Grammar Lesson of the Day: subject

Grammar Lesson: Subject

 

Most of my college students cannot identify the subject of a sentence. They’re bright kids, but they’ve never been taught it. Italians are bright people, too, but try explaining to one what a shortstop is. Madonna mia!

 


The only ones who can identify the subject are kids who have studied Latin or Greek, or kids who were taught at home (and there’s a lot of overlap). You have to know what the subject is in Latin and Greek, because the form of the noun and its modifiers depends upon it: these are languages inflected for case.
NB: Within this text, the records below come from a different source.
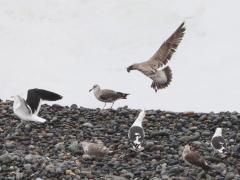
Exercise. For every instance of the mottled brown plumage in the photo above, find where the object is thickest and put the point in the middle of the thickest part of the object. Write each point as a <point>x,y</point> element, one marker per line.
<point>161,78</point>
<point>107,95</point>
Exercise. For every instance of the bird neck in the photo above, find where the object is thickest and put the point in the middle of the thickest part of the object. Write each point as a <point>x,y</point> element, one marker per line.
<point>218,132</point>
<point>138,121</point>
<point>97,90</point>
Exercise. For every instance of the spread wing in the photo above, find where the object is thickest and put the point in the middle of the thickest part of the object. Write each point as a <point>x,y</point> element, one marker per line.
<point>165,52</point>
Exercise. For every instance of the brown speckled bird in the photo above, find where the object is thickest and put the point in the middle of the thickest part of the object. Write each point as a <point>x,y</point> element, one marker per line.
<point>161,78</point>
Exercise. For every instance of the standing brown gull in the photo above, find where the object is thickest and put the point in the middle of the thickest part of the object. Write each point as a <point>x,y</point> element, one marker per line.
<point>107,95</point>
<point>136,133</point>
<point>161,78</point>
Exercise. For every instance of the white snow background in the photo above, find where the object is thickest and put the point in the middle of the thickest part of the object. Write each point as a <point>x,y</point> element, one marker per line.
<point>66,46</point>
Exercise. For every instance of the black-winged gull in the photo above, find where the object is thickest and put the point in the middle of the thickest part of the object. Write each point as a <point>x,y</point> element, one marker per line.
<point>107,95</point>
<point>28,110</point>
<point>218,143</point>
<point>136,133</point>
<point>161,78</point>
<point>194,158</point>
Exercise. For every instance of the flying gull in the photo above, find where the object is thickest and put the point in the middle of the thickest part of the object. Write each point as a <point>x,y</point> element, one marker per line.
<point>28,110</point>
<point>136,133</point>
<point>107,95</point>
<point>94,149</point>
<point>194,158</point>
<point>161,78</point>
<point>218,143</point>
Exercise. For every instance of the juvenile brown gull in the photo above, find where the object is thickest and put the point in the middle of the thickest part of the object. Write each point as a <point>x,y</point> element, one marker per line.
<point>161,78</point>
<point>107,95</point>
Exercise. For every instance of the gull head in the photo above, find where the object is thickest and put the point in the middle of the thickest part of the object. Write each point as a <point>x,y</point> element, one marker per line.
<point>218,132</point>
<point>95,87</point>
<point>132,67</point>
<point>186,150</point>
<point>137,143</point>
<point>15,98</point>
<point>84,145</point>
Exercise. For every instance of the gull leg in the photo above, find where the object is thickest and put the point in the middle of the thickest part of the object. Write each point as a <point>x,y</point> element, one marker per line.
<point>19,125</point>
<point>104,105</point>
<point>112,105</point>
<point>213,153</point>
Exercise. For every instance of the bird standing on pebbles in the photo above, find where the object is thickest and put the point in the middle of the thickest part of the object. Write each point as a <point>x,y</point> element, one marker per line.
<point>107,95</point>
<point>194,158</point>
<point>161,78</point>
<point>28,110</point>
<point>218,143</point>
<point>94,149</point>
<point>136,133</point>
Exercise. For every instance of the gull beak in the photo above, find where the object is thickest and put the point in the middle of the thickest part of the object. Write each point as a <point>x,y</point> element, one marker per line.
<point>129,68</point>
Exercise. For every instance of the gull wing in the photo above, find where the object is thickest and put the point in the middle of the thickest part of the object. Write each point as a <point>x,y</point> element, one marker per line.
<point>165,52</point>
<point>35,95</point>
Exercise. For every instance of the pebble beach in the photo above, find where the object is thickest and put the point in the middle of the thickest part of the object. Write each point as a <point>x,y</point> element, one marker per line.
<point>52,150</point>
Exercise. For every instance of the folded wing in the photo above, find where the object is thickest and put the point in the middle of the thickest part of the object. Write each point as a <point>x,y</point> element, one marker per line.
<point>35,95</point>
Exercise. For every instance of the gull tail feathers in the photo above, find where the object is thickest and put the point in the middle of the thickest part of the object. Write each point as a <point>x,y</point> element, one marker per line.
<point>48,95</point>
<point>206,167</point>
<point>122,95</point>
<point>163,79</point>
<point>37,119</point>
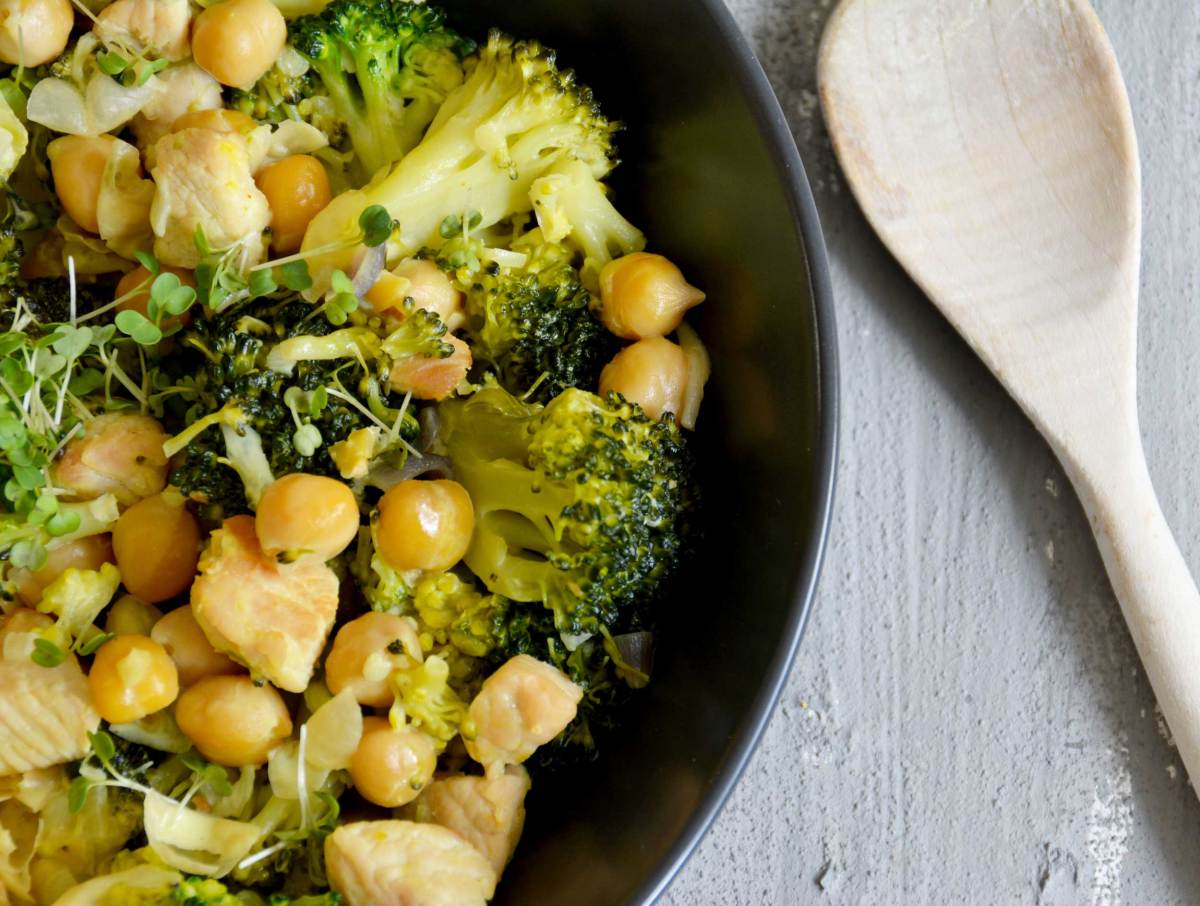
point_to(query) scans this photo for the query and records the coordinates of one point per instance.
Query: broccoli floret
(48, 299)
(454, 610)
(202, 892)
(285, 94)
(420, 335)
(525, 629)
(537, 327)
(514, 118)
(387, 66)
(223, 360)
(426, 701)
(581, 504)
(573, 205)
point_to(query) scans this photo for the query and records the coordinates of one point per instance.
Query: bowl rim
(761, 99)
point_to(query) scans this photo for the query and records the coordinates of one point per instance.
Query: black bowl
(713, 177)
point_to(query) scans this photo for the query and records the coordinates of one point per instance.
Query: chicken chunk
(520, 707)
(186, 89)
(271, 617)
(487, 813)
(155, 27)
(400, 863)
(119, 455)
(204, 180)
(46, 713)
(432, 378)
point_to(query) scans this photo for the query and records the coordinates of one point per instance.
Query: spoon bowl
(991, 147)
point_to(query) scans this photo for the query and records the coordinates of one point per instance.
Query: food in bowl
(343, 442)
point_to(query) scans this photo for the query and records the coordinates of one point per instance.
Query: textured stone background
(967, 721)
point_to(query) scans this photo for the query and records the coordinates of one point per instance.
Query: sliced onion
(431, 426)
(699, 369)
(370, 269)
(387, 477)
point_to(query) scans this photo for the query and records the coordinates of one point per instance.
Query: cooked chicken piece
(157, 27)
(186, 89)
(204, 180)
(520, 707)
(487, 813)
(400, 863)
(271, 617)
(46, 713)
(432, 378)
(119, 455)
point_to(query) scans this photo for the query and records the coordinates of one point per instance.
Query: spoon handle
(1155, 587)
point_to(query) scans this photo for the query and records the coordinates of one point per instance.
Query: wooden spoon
(991, 147)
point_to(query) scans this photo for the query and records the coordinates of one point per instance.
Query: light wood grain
(991, 147)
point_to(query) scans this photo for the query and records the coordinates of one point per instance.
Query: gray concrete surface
(967, 721)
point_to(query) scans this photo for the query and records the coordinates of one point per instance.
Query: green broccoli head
(420, 335)
(574, 207)
(581, 504)
(385, 66)
(12, 250)
(223, 359)
(48, 299)
(509, 123)
(535, 329)
(283, 94)
(210, 892)
(526, 629)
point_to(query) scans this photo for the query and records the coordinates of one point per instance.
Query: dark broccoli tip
(580, 504)
(225, 354)
(538, 331)
(528, 629)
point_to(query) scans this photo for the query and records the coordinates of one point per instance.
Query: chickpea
(132, 617)
(89, 552)
(432, 378)
(195, 657)
(119, 455)
(133, 291)
(77, 163)
(425, 525)
(652, 373)
(425, 283)
(357, 641)
(297, 189)
(237, 41)
(390, 767)
(645, 295)
(228, 123)
(157, 544)
(300, 515)
(34, 31)
(132, 677)
(232, 720)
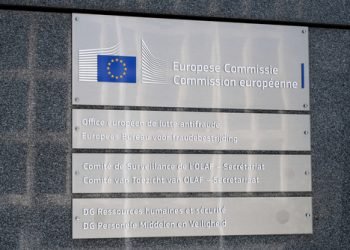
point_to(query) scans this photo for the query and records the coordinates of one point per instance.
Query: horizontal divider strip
(188, 151)
(70, 10)
(191, 195)
(185, 109)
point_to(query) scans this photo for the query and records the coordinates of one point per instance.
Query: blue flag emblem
(116, 69)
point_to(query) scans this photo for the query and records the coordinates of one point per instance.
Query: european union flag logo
(116, 69)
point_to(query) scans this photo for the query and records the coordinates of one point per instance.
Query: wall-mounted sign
(155, 173)
(135, 61)
(134, 129)
(161, 217)
(179, 85)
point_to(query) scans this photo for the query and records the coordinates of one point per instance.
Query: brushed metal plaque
(162, 217)
(133, 129)
(183, 63)
(148, 173)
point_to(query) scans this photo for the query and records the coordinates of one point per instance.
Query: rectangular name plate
(135, 61)
(162, 217)
(145, 173)
(132, 129)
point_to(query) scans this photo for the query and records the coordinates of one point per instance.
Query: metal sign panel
(133, 129)
(145, 173)
(161, 217)
(136, 61)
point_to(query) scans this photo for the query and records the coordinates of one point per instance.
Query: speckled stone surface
(35, 135)
(320, 11)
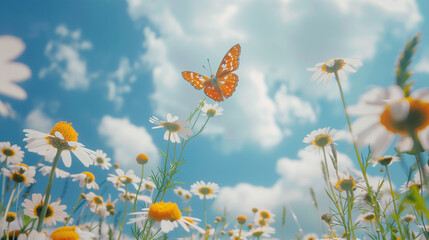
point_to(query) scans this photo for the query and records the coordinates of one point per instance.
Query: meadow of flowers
(360, 207)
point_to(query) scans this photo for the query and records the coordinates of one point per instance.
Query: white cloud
(64, 53)
(120, 82)
(277, 46)
(39, 121)
(127, 141)
(296, 177)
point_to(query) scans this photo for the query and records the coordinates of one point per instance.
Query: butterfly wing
(230, 62)
(228, 83)
(197, 80)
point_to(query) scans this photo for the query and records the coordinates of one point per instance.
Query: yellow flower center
(322, 140)
(346, 184)
(8, 152)
(38, 211)
(99, 160)
(333, 65)
(369, 217)
(89, 177)
(10, 216)
(18, 177)
(385, 161)
(170, 126)
(164, 211)
(211, 112)
(205, 190)
(65, 233)
(265, 214)
(416, 120)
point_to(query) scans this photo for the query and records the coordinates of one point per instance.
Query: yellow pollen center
(8, 152)
(66, 130)
(164, 211)
(205, 190)
(65, 233)
(417, 119)
(89, 177)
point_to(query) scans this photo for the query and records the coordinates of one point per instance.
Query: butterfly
(224, 83)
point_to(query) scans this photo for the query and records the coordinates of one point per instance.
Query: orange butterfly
(224, 83)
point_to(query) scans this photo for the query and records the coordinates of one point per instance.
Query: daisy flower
(205, 190)
(320, 138)
(122, 178)
(183, 194)
(55, 212)
(166, 216)
(324, 72)
(345, 182)
(266, 214)
(385, 113)
(13, 153)
(211, 110)
(262, 231)
(100, 159)
(173, 128)
(86, 179)
(62, 136)
(310, 236)
(45, 170)
(385, 161)
(367, 217)
(21, 173)
(71, 233)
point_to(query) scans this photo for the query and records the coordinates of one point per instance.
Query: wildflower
(100, 159)
(346, 182)
(367, 217)
(21, 173)
(310, 236)
(142, 158)
(267, 215)
(320, 138)
(212, 110)
(262, 231)
(167, 216)
(86, 179)
(71, 233)
(409, 218)
(385, 161)
(204, 190)
(182, 193)
(55, 212)
(385, 113)
(324, 72)
(63, 137)
(45, 170)
(13, 153)
(173, 128)
(122, 179)
(11, 72)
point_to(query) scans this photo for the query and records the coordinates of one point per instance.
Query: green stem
(48, 191)
(125, 212)
(376, 212)
(396, 215)
(75, 206)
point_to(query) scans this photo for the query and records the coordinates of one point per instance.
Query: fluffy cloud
(120, 82)
(39, 121)
(279, 40)
(64, 54)
(127, 141)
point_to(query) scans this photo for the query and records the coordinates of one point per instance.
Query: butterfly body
(223, 84)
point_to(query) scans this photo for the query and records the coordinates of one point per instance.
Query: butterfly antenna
(211, 72)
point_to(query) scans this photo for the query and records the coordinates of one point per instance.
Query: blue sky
(107, 66)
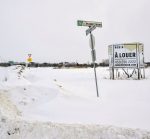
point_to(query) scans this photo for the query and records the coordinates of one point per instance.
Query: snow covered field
(46, 103)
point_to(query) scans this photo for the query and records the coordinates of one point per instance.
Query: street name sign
(88, 23)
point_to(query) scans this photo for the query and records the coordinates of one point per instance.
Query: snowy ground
(46, 103)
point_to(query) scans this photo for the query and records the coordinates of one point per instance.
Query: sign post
(92, 26)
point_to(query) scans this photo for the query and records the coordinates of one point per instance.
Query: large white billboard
(126, 55)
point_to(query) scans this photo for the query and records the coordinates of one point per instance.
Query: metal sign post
(93, 52)
(92, 25)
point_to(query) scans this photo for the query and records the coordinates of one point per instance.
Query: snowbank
(46, 103)
(11, 129)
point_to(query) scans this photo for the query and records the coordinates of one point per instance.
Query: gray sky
(47, 28)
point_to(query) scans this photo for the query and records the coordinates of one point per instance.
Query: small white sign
(126, 55)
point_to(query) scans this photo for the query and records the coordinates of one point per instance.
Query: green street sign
(79, 23)
(88, 23)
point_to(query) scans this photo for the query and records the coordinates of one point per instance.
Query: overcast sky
(48, 30)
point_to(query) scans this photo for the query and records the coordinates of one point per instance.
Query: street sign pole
(93, 59)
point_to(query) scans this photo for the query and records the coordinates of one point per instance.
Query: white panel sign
(129, 55)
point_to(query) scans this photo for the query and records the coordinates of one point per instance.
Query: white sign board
(89, 23)
(126, 55)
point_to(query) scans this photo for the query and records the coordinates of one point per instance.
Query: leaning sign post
(128, 57)
(92, 26)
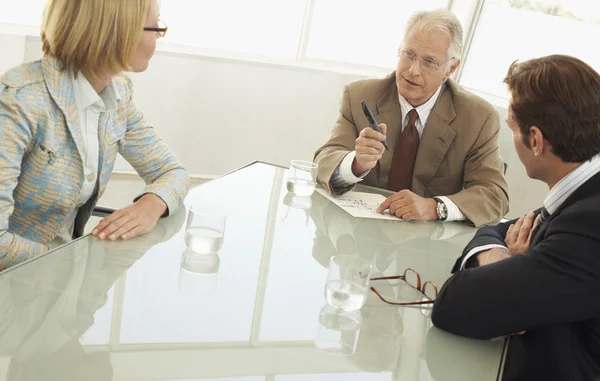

German is inflected, too, and Anglo Saxon used to be, but schools have abandoned German, and it’s absurd to suppose that kids are going to learn Old English when they don’t even know the New variety.

 


The rest are under the impression that the subject comes sort of at the beginning. So they flounder about, searching for some important-looking word near the start of a sentence. If the sentence is at all sophisticated – if it’s trickier than See Spot Run – they will pick the wrong thing. But even if they happen upon the right thing, it doesn’t signify; they still don’t really know what they’re looking for.

 


I divide the world into two groups: those who can diagram the first sentence in Milton’s Paradise Lost, and those who can’t:

 

Of Man’s first disobedience, and the fruit
Of that forbidden Tree, whose mortal taste
Brought death into the world, and all our woe,
With loss of Eden, till one greater Man
Restore us, and regain the blissful seat,
Sing, heavenly Muse …

 

The sentence actually continues for quite a while, but that’s enough for now. To find the subject, you have to find the main clause, the one that isn’t subordinated to any other. You have to find the verb in that clause. When you have the verb, you have the subject: the agent of the verb, if the verb is active, or the sufferer of the verb, if the verb is passive. It has nothing to do with position. It has to do with function and meaning.

 
When I ask my students to find the subject in Milton’s sentence above, most of them say, disobedience. That’s glaringly wrong, since disobedience is the object of the preposition of; it doesn’t even govern a verb, then. Others will say “fruit.” Same problem. Still others will say Tree. Same problem, still an object of a preposition. Some daring souls will say Man. That at least is a subject, because the Man is the agent of the verb restore. But it’s not the subject of the sentence, because it isn’t in the main clause. It’s in a subordinate clause, beginning with the subordinating conjunction, till. We can’t say “till one greater Man restore us,” because the subordinate clause doesn’t make sense by itself. It can’t stand alone. No, the subject of the sentence is right there at the bottom: the understood you: Sing (you), Heavenly Muse. That clause can stand alone. The word Muse is in apposition with the understood pronoun. If a student says, “Muse,” I’ll take it.

 

When is the time to teach children the grammar of their language? Early, man, early. First come song and memory, then right away comes grammar. It is complete imbecility to suppose that grammar can be absorbed, a leetle bit here and a leetle bit there, over the course of six or seven years in school. Would you teach carpentry that way? One week in third grade for hammering a nail, and then nothing for five months, until you get a lesson on setting the nail in, and a year later you advance to drilling a pilot hole?

 

People who believe that grammar can be taught in such a happenstance way do not know grammar. They believe that it is a small grab-bag of rules governing usage: lie and lay, don’t say ain’t, and suchlike. It isn’t. It is the coherent study of the system by which a language expresses meaning. It is a whole, and must be taught as a whole. You can say all you want, “Well, we cover participles in the sixth grade!” Garbage. None of the students will remember it a week later, because it is happenstance; it is like saying that your students eventually will see the whole of Leonardo’s Last Supper, because you’re going to show them a piece on the lower left now, and a piece on the upper right later, and you’ll get around to all the pieces in good time. When they are ready to learn grammar, teach them it. Later you can teach it as a whole again, with greater subtlety – perhaps when you are teaching it in Latin. Avast, ye instructional swabs!